Fighters of the Azov Regiment are lionised as heroes in Ukraine, but reviled by the Kremlin as a band of Russia-hating neo-Nazis.
High-profile Russian lawmakers spoke out against any prisoner swap. Leonid Slutsky, one of Russia’s negotiators in talks with Ukraine, called the evacuated combatants “animals in human form” and said they should be executed.
Formed in 2014 as an extreme right-wing volunteer militia to fight Russian-backed separatists, the Azov Regiment denies being fascist or neo-Nazi. Ukraine says it has been reformed and integrated into the National Guard.
The battle for Mariupol is Russia’s biggest victory since its invasion, giving it control of the Azov Sea coast and an unbroken stretch of eastern and southern Ukraine. But the port lies in ruins, and Ukraine believes tens of thousands of people were killed under months of Russian bombardment.
Russia’s offensive in the east, meanwhile, appeared to be making little progress, although the Kremlin says all its objectives will be reached in its bid to “demilitarise” Ukraine.
Ukraine’s military command said Russia continued to shell Ukrainian positions along the entire frontline in the east on Wednesday.

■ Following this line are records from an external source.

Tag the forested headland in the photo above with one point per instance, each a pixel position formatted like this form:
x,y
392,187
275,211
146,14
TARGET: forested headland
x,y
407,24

“In the Kharkiv direction, the enemy focused on maintaining its positions and preventing the further advance of our troops,” Ukraine’s general staff said in a statement.
Around a third of the Donbas was held by Russia-backed separatists before the invasion. Moscow now controls around 90% of Luhansk region, but it has failed to make major inroads towards the key cities of Sloviansk and Kramatorsk in Donetsk in order to extend control over the entire Donbas.
Ukrainian forces have advanced at their fastest pace for more than a month, driving Russian forces out of the area around Kharkiv, Ukraine’s second-largest city.
Ukraine says its forces had reached the Russian border, 40 km (25 miles) north of Kharkiv. They have also pushed at least as far as the Siverskiy Donets river 40 km to the east, where they could threaten Russian supply lines.